To steal an ML model, an attacker often sends 'very similar versions' of the same image, which tells the attacker how the model reacts to very small changes in the input. You realized that an attacker might be trying to steal your image classification model. You're given two files - [1::model_queries.npy] a list of images that your model received as inputs and [2::user_query_indices.txt] a list of image indices (starts from zero) in [1] sent to your model by each user-id. In [2], each line contains the indices from a different user-id (e.g., the very first line is user-id 0, the second line is user-id 1). Can you help us find the attacker's user-ids (there are 20 of them)? Note:: if there were 4 attacker user-ids (e.g., 82,54,13,36), the flag will be 'ictf82' (sorted, no quotes).

We know that each attacker user-id has sent at least 5 near-duplicate attack images.

Helpful resources

This challenge requires finding sets of near duplicate images in a dataset. This is an important task in ML pipelines for clustering images or finding copyright-violating images.
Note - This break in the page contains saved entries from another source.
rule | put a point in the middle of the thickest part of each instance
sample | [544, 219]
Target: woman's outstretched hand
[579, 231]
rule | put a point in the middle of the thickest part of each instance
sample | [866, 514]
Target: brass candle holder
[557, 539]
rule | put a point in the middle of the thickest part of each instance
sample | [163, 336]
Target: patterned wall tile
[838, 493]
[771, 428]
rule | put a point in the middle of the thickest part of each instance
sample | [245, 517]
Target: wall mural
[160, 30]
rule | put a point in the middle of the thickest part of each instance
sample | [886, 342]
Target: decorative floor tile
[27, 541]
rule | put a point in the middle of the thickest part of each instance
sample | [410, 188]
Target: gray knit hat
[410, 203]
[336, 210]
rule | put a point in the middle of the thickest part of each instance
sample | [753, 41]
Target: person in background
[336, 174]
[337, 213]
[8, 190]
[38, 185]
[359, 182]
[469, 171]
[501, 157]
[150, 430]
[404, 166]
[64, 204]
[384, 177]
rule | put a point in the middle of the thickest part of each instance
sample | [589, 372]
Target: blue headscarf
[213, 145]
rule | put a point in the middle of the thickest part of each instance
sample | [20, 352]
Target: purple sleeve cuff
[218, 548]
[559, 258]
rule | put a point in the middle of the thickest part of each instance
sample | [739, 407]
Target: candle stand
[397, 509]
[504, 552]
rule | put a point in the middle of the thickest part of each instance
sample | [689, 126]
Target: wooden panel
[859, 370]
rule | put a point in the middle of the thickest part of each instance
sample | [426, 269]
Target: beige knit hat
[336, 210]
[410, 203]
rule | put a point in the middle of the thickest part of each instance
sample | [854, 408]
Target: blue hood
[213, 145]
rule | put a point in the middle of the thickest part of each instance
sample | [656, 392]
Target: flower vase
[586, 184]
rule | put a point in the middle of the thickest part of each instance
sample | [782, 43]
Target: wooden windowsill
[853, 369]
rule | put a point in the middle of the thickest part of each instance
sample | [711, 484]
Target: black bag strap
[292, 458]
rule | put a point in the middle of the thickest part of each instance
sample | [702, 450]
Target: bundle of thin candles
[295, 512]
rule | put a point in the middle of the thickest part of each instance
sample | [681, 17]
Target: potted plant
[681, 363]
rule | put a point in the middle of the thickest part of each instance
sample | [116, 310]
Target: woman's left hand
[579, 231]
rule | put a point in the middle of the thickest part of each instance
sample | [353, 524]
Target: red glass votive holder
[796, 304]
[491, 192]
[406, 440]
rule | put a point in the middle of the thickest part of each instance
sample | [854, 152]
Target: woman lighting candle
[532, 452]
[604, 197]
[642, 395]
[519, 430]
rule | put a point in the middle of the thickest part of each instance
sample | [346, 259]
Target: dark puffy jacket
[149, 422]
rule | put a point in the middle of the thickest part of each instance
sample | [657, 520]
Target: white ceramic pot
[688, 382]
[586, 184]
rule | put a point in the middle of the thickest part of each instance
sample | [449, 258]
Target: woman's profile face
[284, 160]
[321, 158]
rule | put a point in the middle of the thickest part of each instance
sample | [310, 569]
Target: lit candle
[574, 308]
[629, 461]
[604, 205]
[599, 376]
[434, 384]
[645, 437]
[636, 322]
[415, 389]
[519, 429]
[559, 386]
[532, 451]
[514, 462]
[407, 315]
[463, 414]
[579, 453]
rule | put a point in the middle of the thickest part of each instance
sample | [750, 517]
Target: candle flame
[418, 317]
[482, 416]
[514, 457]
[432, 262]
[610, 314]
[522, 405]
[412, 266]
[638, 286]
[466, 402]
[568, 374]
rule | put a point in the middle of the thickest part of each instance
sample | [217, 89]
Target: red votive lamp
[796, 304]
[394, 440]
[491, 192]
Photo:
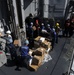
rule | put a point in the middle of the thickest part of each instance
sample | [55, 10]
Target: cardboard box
[17, 43]
[36, 60]
[39, 51]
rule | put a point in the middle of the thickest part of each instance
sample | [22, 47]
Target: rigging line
[58, 57]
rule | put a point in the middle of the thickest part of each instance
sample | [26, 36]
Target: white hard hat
[42, 23]
[8, 32]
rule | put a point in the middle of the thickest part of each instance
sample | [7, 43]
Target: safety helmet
[48, 25]
[42, 24]
[57, 24]
[31, 23]
[8, 32]
[1, 29]
[26, 42]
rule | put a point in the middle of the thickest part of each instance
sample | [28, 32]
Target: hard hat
[48, 25]
[1, 29]
[42, 24]
[57, 24]
[26, 42]
[31, 23]
[8, 32]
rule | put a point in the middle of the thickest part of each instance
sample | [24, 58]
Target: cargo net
[47, 58]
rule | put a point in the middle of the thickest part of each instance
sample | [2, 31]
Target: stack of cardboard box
[42, 46]
[37, 59]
Image hashes tell whether two images look nearly identical.

Solution

This is a fun little data science challenge.

The key is to find near-duplicate images in a image dataset.

There are multiple ways to solve this, I'm using a fast perceptual hashing algorithm. Computing pairwise distances and finding very compact clusters would also work (though, it would be a less elegant solution.)

Such near-duplicate images are used in black-box adversarial attacks (slowly perturb an initial input to find the decision boundary) or in model stealing attacks. It would be good for students to learn about these attacks (I picked model stealing attacks to create a scenario for this challenge.)